Wednesday, July 18, 2012

The Oscar Project #79: The Departed (2006)



At this point in The Oscar Project, it’s hard to summon up much excitement about the last few films. It has nothing to do with their quality—all the remaining movies range from good to great—but rather the realization that there’s nothing new left to watch. The true point of this endeavor was to give me motivation to watch all the Best Picture winners I’ve never seen, and now that there are none of those left, it feels like I’m just going through the motions.

That’s not to say I won’t finish; I would have to be a crazy person to quit at this point, something I have no intention of doing. But it is true that I’m more looking forward to the Director/Franchise/Genre of the Week posts than I am the last few Oscar winners, simply because those are all movies I haven’t seen before.

That’s enough navel-gazing for one post, though. Let’s move on to the film. The Departed is a very good movie, both in terms of its technical merit and how enjoyable it is to watch. I don’t, however, believe it achieves the same level of greatness as some of his previous films that were unfairly passed over for Best Picture, such as Taxi Driver, Raging Bull, and Goodfellas.

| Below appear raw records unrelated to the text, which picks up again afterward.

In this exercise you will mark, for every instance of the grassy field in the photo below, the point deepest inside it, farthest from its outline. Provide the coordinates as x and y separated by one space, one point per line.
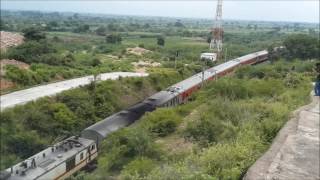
218 135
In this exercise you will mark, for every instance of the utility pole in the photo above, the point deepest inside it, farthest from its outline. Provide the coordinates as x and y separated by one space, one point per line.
175 59
217 32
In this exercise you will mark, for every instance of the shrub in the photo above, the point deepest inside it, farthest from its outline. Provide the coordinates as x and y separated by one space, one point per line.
138 168
161 122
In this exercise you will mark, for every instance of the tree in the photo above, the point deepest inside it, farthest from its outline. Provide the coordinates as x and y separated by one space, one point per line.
113 38
101 31
178 24
82 28
160 41
95 62
33 34
302 46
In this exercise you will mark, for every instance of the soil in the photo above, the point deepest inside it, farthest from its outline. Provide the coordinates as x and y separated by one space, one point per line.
8 39
137 51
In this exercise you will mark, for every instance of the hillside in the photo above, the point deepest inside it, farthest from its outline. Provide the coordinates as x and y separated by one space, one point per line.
228 125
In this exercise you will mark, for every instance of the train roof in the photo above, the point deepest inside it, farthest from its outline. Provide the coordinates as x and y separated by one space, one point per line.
160 98
39 164
252 55
224 66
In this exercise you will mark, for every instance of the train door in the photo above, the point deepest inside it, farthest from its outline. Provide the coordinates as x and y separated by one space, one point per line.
71 163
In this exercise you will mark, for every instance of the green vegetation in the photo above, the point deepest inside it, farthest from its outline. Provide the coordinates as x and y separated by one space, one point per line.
50 119
218 135
68 45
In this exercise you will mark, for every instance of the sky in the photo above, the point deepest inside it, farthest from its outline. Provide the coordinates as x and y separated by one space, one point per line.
265 10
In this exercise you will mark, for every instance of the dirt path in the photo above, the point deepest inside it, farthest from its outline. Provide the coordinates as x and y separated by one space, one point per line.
294 153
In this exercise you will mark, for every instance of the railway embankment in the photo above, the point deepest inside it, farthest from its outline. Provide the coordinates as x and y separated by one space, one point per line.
294 153
31 94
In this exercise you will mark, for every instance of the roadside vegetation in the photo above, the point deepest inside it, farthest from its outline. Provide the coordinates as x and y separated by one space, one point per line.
66 45
28 128
218 135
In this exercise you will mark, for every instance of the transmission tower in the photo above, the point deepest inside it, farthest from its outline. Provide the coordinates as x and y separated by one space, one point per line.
217 32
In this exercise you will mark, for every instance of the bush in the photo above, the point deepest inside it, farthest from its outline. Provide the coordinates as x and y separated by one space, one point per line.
123 146
161 122
138 168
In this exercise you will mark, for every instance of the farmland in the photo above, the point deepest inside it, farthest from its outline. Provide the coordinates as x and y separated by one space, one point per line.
218 135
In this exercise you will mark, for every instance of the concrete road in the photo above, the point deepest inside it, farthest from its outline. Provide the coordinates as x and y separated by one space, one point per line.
294 153
24 96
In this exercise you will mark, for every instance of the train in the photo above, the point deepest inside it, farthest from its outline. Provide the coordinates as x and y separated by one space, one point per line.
68 156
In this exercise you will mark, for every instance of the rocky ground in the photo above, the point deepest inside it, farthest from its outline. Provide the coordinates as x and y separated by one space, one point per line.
294 153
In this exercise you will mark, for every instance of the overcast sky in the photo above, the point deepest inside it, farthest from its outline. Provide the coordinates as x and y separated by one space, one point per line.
269 10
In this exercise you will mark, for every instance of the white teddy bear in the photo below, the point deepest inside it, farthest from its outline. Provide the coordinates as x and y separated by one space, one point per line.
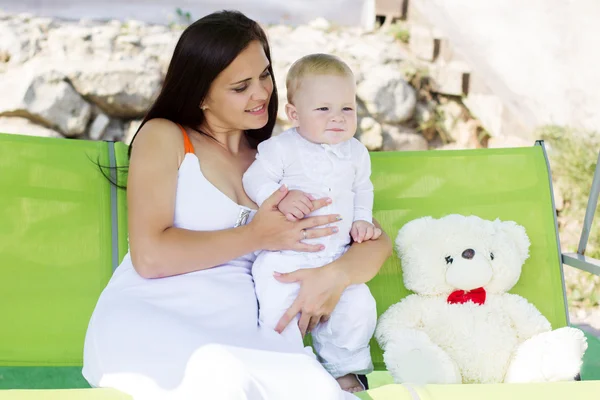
461 325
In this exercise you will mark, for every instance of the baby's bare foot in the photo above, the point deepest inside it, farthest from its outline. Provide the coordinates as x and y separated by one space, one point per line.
350 383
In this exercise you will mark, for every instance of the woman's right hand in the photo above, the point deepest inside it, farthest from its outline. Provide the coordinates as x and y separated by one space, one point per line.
274 231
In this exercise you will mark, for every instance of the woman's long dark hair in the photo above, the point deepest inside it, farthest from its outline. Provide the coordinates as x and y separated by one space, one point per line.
203 51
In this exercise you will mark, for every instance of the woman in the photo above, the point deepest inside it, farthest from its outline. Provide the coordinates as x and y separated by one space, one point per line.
178 318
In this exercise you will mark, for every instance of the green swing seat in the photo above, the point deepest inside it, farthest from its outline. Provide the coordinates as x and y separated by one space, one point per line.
63 228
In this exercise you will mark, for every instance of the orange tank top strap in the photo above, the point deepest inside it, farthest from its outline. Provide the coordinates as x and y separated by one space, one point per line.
187 143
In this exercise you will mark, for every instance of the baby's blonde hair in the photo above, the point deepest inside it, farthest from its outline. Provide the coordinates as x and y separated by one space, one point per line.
311 65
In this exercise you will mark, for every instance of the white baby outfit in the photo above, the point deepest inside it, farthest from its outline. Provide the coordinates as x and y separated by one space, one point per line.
342 173
196 335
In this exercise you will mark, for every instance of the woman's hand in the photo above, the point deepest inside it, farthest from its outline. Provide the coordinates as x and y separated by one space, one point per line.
320 291
321 288
273 231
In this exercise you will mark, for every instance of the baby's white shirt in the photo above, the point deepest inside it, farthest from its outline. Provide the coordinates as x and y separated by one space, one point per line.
341 172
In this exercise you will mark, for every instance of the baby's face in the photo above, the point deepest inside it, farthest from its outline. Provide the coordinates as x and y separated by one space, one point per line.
324 109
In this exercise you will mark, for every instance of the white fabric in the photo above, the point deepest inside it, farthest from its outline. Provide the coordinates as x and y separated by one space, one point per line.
196 335
341 172
342 343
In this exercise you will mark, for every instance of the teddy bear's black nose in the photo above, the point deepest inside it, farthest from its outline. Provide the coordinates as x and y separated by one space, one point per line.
468 254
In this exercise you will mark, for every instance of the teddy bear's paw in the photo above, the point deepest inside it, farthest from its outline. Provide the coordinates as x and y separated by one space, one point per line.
420 364
548 357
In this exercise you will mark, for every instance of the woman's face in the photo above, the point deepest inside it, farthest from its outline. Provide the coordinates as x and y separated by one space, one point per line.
238 98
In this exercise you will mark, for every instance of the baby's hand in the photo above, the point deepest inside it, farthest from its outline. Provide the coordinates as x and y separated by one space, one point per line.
296 205
363 230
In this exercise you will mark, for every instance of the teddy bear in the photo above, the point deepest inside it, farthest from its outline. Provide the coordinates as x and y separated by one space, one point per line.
461 325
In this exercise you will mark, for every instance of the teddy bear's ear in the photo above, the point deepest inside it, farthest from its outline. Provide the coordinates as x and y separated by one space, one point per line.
411 232
518 235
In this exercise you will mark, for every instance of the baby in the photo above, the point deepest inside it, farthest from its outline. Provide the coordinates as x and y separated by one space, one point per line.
318 158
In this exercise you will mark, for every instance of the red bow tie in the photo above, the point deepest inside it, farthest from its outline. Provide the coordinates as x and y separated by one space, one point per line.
460 296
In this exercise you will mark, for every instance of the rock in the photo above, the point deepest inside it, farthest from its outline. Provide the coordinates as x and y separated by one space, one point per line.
320 24
99 127
20 40
122 89
451 112
387 95
370 134
425 119
45 97
130 130
397 138
450 78
23 126
466 133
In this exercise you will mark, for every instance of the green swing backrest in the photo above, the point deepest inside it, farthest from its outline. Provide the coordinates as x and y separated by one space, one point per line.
55 246
63 227
510 184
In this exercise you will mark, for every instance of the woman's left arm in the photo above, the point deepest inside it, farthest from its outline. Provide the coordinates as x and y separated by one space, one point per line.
321 288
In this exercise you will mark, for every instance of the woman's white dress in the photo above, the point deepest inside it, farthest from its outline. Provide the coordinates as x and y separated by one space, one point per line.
196 335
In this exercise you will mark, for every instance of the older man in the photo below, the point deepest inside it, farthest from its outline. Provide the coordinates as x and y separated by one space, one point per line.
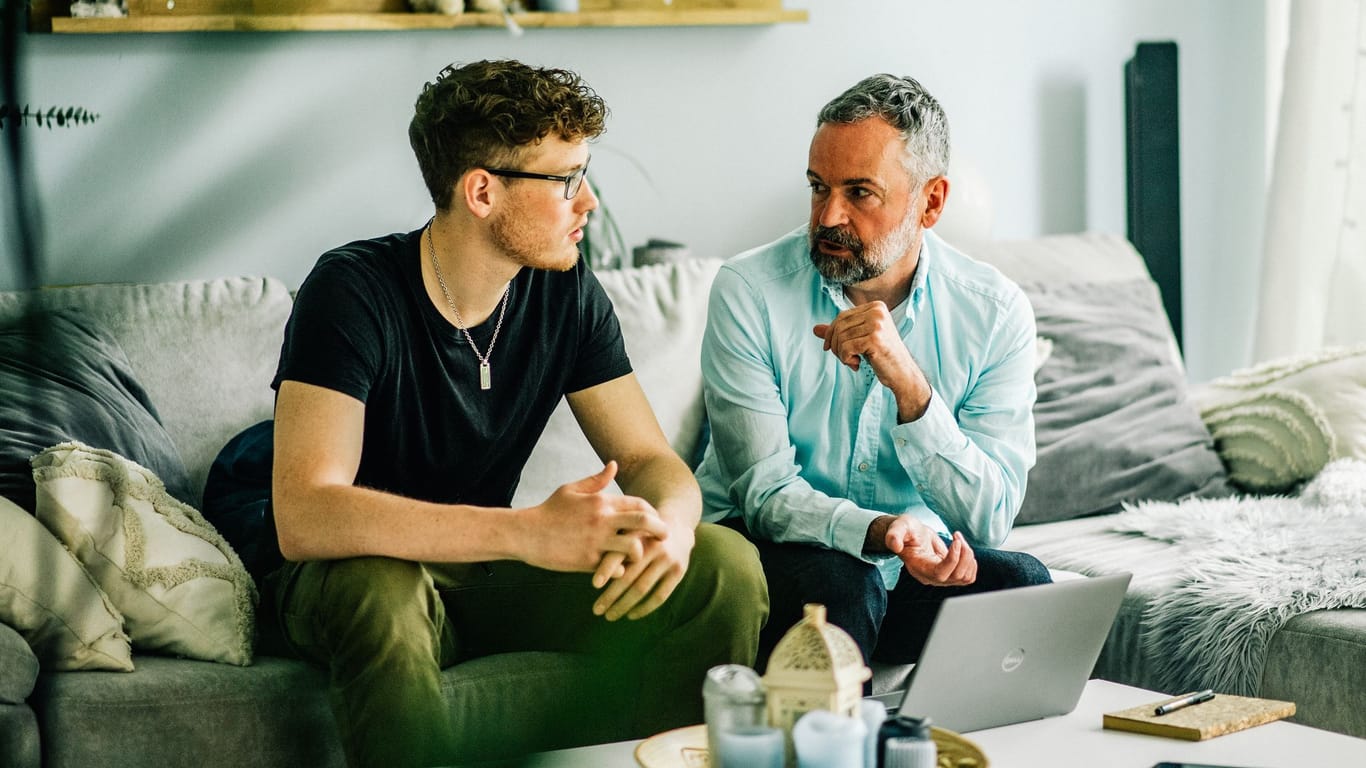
870 388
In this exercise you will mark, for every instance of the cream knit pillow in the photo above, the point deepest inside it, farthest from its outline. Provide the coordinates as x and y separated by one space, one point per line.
180 588
1281 421
52 601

But a second-tier Scorsese picture is usually better than a first-tier film by another director, so that comment shouldn’t be taken as criticism. When you set the bar as high as he did early in his career, it sets up impossible expectations. Look at Roger Federer. After his miracle years from 2004-2007, people would actually criticize him for going a whole year and “only” winning one major. He was a victim of his own greatness.

I think Scorsese is in a similar boat, and I’m guilty of it too. Maybe it’s not as good as his early films, but even so, what difference does that make? It should be judged on its own merits, not compared to work he did 35 years earlier. And in that respect, this is a good movie. It’s full of big stars (most of whom are actually good actors), its characters are well developed, and it’s paced well, even at two and a half hours long. I did find myself a bit confused at times, but that might be because I’m kind of dumb.

The only real beef I have is that it tries to make me care about anything that happens in Boston. I’m pretty outspoken about my distaste for that city, and in general I try to pretend that it doesn’t exist. For one thing, they have the most annoying accent of any region in the world, though to be fair, the accents used in the movie sounded pretty exaggerated to me and are likely as irksome to genuine Bostonians as Danger’s Southern accent in Million Dollar Baby was to me.

Sadly, the Funky Bunch did not appear in the film.
The plot is pretty complicated, but I’ll paint it in as broad a stroke as possible. Basically, a police officer (DiCaprio) goes undercover to infiltrate an Irish Mafia boss (Nicholson), but at the same time, the mob boss has a mole within the police department (Damon). This leads to lots of complications and bloodshed, as you might imagine. Oh, and it even has the requisite Best Picture love triangle with DiCaprio, Damon, and Vera Farmiga, though that’s mostly (but not entirely) tangential to the main story. 

I’ve still never seen the Hong Kong film Infernal Affairs, upon which The Departed is based, but I’ve long been interested in watching it. It’s currently listed in the IMDB Top 250—whatever that’s worth—and I’m really curious about where the extra 50 minutes of run time in The Departed comes from. Again, it never drags, so it will be intriguing to discover how the Hong Kong version tells the story in so much less time.

The 79th Academy Awards are an important demarcation point in my movie watching career, as it was the first Oscar ceremony I watched from start to finish. This was my second year at Ole Miss, and it was the point when I first started getting “interested in film” in any serious way, hence why I’ve already seen all the Best Picture winners from here on out. But that’s still fairly recent, which also explains why I have so many cinematic blind spots remaining. I’m chipping away, slowly but surely, and it’s such a nice feeling knowing I’ve fixed so many of them the past three months.